The people moving east from the U.S. to catch the war fell into a few groups: idealists, adventurers, opportunists, criminals and madmen. This is the famous Star Wars cantina scene. Perhaps it also bears a resemblance to Rick’s Café in “Casablanca.” That is an accurate representation of Ukraine in the war’s early days.
During my first trip to Ukraine, I ran into one dubious character while catching a flight to Poland at JFK Airport. He was in his 60s, loitering by the check-in counter. He’d seen Russia’s invasion on television and wanted to get to Kyiv. He explained to me, while some of my traveling companions were using the bathroom, that the airline wouldn’t let him fly because he had no passport.
I don’t think he was a bad guy. I told him about a place in Stamford, Conn., where he could get a passport expedited. He replied that he didn’t feel comfortable using trains.
Travel to Ukraine required a passport, money and the ability to organize. It also required a car, bus or train. Some who had no responsibilities or jobs (such as the mentally unwell), who wanted to help but could not take a train to Stamford, never made it out of the U.S. Those with more resources — the idle rich, or those motivated by some other purpose (opportunism, adventure, idealism, criminal activity) — were able to make it to Ukraine with very few restrictions on where they went or what they did while in the war-torn country.

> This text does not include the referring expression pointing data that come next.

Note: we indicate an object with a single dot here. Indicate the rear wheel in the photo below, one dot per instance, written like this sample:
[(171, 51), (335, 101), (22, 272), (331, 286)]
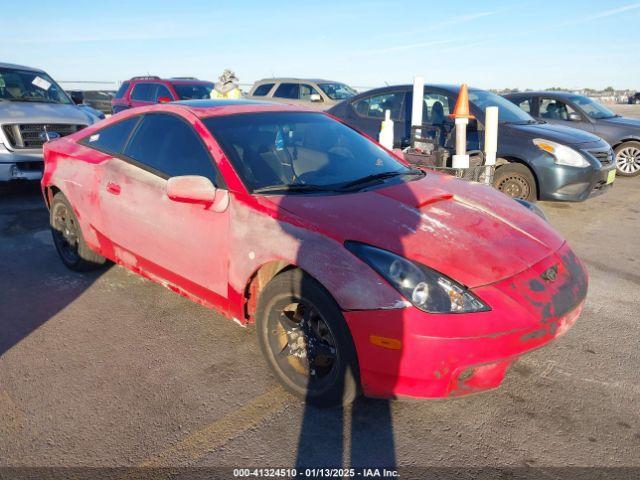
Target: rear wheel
[(67, 237), (515, 180), (628, 159), (306, 341)]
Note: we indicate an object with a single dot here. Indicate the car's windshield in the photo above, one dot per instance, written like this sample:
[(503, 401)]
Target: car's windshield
[(592, 108), (299, 151), (193, 91), (507, 111), (27, 86), (337, 91)]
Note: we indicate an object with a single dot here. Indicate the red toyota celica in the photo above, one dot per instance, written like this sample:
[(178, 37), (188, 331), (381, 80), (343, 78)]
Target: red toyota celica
[(362, 273)]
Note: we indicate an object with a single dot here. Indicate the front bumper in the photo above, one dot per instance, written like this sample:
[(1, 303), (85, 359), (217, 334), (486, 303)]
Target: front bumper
[(573, 184), (25, 165), (434, 355)]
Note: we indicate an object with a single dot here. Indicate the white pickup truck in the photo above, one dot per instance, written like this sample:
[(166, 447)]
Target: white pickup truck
[(33, 109)]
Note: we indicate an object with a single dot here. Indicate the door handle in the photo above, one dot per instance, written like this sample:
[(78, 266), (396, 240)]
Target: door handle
[(113, 188)]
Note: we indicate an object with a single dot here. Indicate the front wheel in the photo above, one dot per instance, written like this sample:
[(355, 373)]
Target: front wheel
[(628, 159), (306, 341), (67, 237), (516, 181)]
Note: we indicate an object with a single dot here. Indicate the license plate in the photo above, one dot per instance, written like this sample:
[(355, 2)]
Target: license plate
[(611, 176)]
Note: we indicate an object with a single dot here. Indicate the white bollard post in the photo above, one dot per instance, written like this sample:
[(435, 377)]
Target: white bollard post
[(490, 140), (461, 159), (418, 101), (385, 138)]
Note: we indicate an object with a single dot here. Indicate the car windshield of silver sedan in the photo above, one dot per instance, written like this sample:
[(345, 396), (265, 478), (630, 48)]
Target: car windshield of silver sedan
[(337, 91), (29, 86), (508, 112), (294, 152), (592, 108)]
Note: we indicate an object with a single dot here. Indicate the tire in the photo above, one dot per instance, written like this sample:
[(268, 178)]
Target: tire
[(67, 237), (305, 340), (516, 181), (628, 159)]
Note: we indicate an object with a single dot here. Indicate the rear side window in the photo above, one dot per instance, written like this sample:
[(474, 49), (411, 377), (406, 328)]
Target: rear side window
[(288, 90), (375, 106), (111, 139), (306, 91), (144, 92), (162, 91), (170, 147), (123, 88), (524, 104), (262, 90)]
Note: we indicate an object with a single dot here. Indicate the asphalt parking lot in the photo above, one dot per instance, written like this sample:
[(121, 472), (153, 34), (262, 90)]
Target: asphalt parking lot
[(108, 370)]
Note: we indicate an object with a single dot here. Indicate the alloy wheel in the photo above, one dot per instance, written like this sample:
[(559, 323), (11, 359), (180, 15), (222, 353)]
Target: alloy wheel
[(303, 346), (65, 232), (515, 186), (628, 160)]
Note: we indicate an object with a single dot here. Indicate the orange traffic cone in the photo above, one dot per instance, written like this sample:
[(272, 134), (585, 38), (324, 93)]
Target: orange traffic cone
[(461, 109)]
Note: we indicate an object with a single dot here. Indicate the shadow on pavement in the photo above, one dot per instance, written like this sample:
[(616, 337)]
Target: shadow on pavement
[(34, 283)]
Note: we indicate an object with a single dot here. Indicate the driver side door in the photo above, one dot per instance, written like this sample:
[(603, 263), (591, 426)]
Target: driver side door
[(182, 245), (559, 112)]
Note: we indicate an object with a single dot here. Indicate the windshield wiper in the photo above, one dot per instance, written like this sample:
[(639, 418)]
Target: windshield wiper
[(296, 187), (36, 100), (378, 177)]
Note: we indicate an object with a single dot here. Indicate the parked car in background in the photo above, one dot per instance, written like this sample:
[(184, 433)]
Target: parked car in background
[(354, 267), (88, 108), (313, 93), (579, 111), (147, 90), (33, 109), (536, 160), (97, 99)]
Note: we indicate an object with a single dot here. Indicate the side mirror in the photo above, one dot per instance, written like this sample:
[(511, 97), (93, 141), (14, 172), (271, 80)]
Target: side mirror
[(197, 189)]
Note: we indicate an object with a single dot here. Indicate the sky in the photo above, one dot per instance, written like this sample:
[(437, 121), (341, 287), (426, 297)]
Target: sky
[(488, 44)]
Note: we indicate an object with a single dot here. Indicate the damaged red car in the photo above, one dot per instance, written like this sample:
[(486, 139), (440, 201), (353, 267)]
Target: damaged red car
[(361, 273)]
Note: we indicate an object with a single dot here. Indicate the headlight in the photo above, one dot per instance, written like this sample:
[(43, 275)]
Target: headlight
[(562, 154), (425, 288)]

It’s not easy or normal to lay one’s responsibilities aside and enter (or, in the case of a veteran, re-enter) a world of chaos, violence and uncertainty. And the sort of person who makes it to war is not normal or usual. It is good and useful for law enforcement agencies to keep track of the people who, when a war in another country that they feel affects them starts, drop everything to head toward the fighting.

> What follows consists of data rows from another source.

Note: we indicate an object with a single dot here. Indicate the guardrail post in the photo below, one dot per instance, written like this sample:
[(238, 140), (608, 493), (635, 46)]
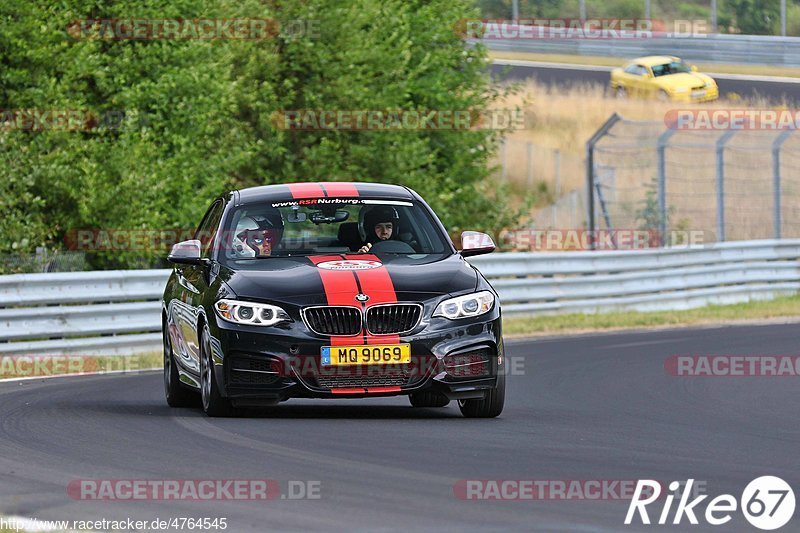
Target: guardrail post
[(503, 169), (663, 140), (721, 184), (776, 180), (529, 152), (590, 144)]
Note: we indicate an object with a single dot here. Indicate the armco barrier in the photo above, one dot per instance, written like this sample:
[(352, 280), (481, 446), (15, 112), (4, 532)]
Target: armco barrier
[(115, 312)]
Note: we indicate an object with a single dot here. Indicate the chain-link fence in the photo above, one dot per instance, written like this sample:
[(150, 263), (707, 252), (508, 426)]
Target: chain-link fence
[(724, 184), (43, 260)]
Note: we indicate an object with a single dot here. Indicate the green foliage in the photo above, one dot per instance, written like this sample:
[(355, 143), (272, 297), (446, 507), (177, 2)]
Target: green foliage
[(756, 17), (198, 113)]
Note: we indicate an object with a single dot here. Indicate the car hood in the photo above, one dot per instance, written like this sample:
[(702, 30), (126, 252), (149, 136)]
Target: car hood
[(684, 79), (299, 281)]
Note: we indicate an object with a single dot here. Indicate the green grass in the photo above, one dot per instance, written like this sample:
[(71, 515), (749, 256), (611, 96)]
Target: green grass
[(714, 314)]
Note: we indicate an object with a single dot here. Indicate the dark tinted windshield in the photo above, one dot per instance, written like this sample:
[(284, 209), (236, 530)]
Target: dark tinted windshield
[(674, 67), (306, 227)]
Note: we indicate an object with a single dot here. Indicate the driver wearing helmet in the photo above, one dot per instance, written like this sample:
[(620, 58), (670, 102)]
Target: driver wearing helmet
[(258, 235), (380, 224)]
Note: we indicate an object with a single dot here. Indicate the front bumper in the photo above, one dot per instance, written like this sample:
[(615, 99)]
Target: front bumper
[(261, 366)]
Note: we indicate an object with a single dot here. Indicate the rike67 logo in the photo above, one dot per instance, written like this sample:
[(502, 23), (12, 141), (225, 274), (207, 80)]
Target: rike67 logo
[(767, 503)]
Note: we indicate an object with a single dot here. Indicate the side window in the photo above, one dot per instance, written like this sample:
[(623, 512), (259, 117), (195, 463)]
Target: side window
[(208, 228)]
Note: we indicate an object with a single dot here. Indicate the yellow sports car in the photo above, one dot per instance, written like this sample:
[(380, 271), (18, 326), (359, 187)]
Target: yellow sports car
[(665, 77)]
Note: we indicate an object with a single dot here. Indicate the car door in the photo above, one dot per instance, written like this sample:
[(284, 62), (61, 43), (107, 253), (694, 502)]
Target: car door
[(641, 80), (193, 281)]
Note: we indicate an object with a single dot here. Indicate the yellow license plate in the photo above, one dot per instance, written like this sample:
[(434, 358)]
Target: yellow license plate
[(376, 354)]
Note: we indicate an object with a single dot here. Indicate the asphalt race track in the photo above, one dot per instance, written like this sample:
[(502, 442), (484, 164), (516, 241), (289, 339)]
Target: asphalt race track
[(775, 90), (598, 407)]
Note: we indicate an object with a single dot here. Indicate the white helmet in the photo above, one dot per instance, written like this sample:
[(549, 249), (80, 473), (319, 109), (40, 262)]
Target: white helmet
[(239, 245)]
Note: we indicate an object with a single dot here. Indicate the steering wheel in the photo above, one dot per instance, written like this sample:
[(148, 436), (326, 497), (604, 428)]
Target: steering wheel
[(392, 247)]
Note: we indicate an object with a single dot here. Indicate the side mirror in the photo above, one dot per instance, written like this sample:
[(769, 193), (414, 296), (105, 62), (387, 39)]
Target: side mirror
[(185, 253), (475, 243)]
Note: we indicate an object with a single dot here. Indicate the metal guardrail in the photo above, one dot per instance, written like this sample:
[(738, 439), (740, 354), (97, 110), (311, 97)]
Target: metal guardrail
[(116, 312), (711, 48), (646, 280), (102, 312)]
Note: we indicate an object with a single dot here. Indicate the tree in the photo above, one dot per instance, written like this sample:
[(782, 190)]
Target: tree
[(197, 114)]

This is not, however, because supporting Ukraine or any other national cause makes one suspect. Plenty of people like me supported (and support) Ukraine because it was the right thing to do, and also in America’s interests. If Russia wins, it will continue to wage wars against its neighbors. If it loses, it won’t.
All that notwithstanding, it is not normal to travel to a country under an invasion. Of course it’s worth taking a look at those who did, myself included.
But when doing so, one should establish the category that best describes such travelers. Are they idealists, adventurers, opportunists, criminals or madmen? Given his confused and counterproductive scheme to murder Donald Trump by crouching in the bushes wielding an AK-style rifle while the former president golfed, Routh seems to have been of the last group.
In that sense, Routh’s affinity for Ukraine cannot be said to have motivated him to hazard an attack on Trump, the man for whom he voted in 2016. The essence of madness is that it is unreasonable and illogical. Ultimately, only the mad understand why they do what they do; the rationale behind their actions is sensible only to them.
I wasn’t mad to travel to Ukraine to help. Most of the other people who showed up there hoping to pitch in were good people. Some of them, though, were a few cards short of a full deck.
There are many arguments for why the governments of European countries and of the U.S. should be doing more to help Ukraine; the well-meaning assistance of individuals can only go so far. Moreover, when you let people in, you don’t know who they are. Many American and European supporters of Ukraine were there for good reasons, and did the right thing. A few weren’t.
Adrian Bonenberger is a writer and a veteran of the U.S. Army. He is a co-founder of American Veterans for Ukraine.